B. The Sixty-Day Settlement Requirement
[8] The Appellants also claim that the Guardianship “violated the TPIS by failing to allow [them] 60 days to pay the demand.”4 Appellants’ Br. p. 17. In Cahoon v. Cummings, 734 N.E.2d 535, 547 (Ind. 2000), the Indiana Supreme Court held that “[t]he whole point of [Indiana Code section 34-51-4-6] is to address the cost of delay in payment” and “an offer to settle ‘now’ is an offer to settle by payment within sixty days.” In Wisner, the Indiana Supreme Court held that an “offer to solve this matter at this time” was sufficient to satisfy Indiana Code section 34-51-4-6 as “[t]he key is to include the time-limiting language in the offer.” 984 N.E.2d at 1211. The settlement offer at issue in this case was sent to the Appellants on January 25, 2011. It indicated that the offer would “stay open only until the pre-trial conference set for February 3, 2011.” Appellants’ App. Vol. 3, p. 138. Consistent with the Indiana Supreme Court’s decisions in Cahoon and Wisner, we conclude that because the settlement offer included time-limiting language, the trial court acted within its discretion in determining that the offer satisfied Indiana Code section 34-51-4-6.

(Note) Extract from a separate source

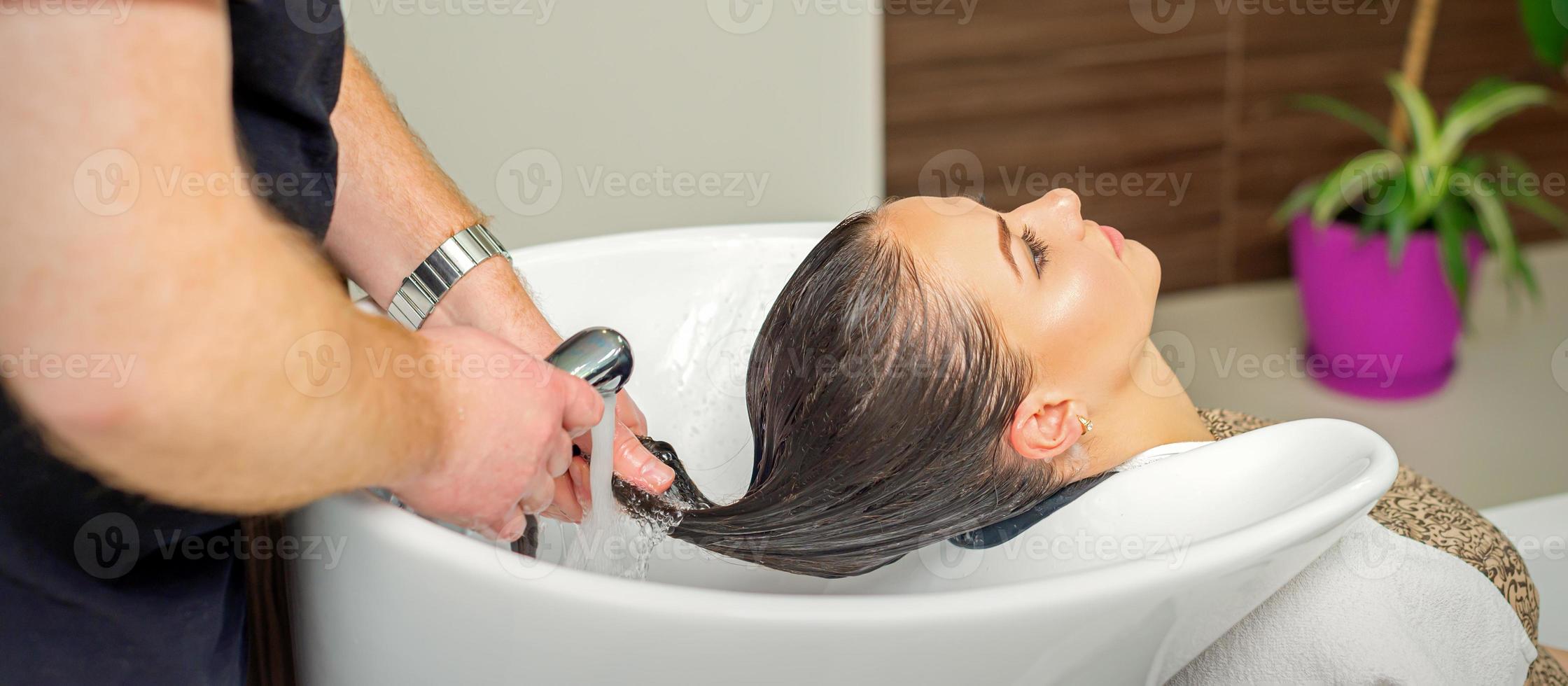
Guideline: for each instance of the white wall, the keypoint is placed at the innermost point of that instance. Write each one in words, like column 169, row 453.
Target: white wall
column 537, row 108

2. Whether the Guardianship’s Request for Prejudgment Interest was Untimely
*3 [9] The Appellants also argue that trial court abused its discretion in awarding prejudgment interest because the Guardianship failed to make a timely request. In support, the Appellants cite to case law from jurisdictions outside Indiana and point to the fact that the Guardianship did not make a request for prejudgment interest until ten months after the final judgment was entered. The Appellants’ reliance on the opinions of courts from jurisdictions other than Indiana is misplaced, however, as these opinions are not binding upon this court. Further, the Indiana Supreme Court has held that “the comprehensive nature of the TPIS” clearly indicates “that the legislature intended the statute to be the exclusive source governing the award of prejudgment interest in cases falling within its ambit” and, as a result, the TPIS “abrogates and supplants” the common law prejudgment interest rules. Kosarko v. Padula, 979 N.E.2d 144, 149, 147-48 (Ind. 2012). While the TPIS sets forth the requirements to ensure that a party qualifies for prejudgment interest, it does not contain the requirement that a request for prejudgment interest be filed prior to judgment being entered.

[10] Further, even though a delay of ten months before making the request for prejudgment interest might be unreasonable in some cases, it does not seem unreasonable in this case. Review of the record indicates that the Appellants were not harmed as result of the Guardianship’s delay. Although the trial court had entered its judgment, the litigation was ongoing as the Appellants appealed the jury’s verdict and the trial court made it clear that it would not rule on any additional motions or requests filed by the parties until after the Appellants’ appeal was resolved. As such, given that the relevant statutory authority does not provide a time limit for filing a request for prejudgment interest together with the facts and circumstances of this case, we cannot say that the trial court abused its discretion in awarding prejudgment interest to the Guardianship.

[11] Judgment affirmed.

Pyle, J., and Barnes, Sr. J., concur.
All Citations
Slip Copy, 2018 WL 3450523 (Table)

Footnotes

1
Approximately $19,500,000 of the award was allocated to the Appellants.

2
These documents included the Safety Event Review completed in connection to the initial accident, J.B. Hunt’s Driver’s Manual which outlined the steps that should have been taken if a driver was involved in an accident, the accident kit prepared in connection to the accident, and three event logs relating to the accident.

3
This seems especially true given that both Zak and the driver of the vehicle in which she was a passenger suffered significant head injuries in the crash and neither has any memory of the crash.

4
We note that while the Appellants seem to argue that the statute indicates that the Guardianship should have granted them at least sixty days to accept and satisfy the tendered settlement offer, Indiana Code section 34-51-4-6 actually provides that the tendered settlement offer must make it clear that such acceptance and payment must be made within sixty days.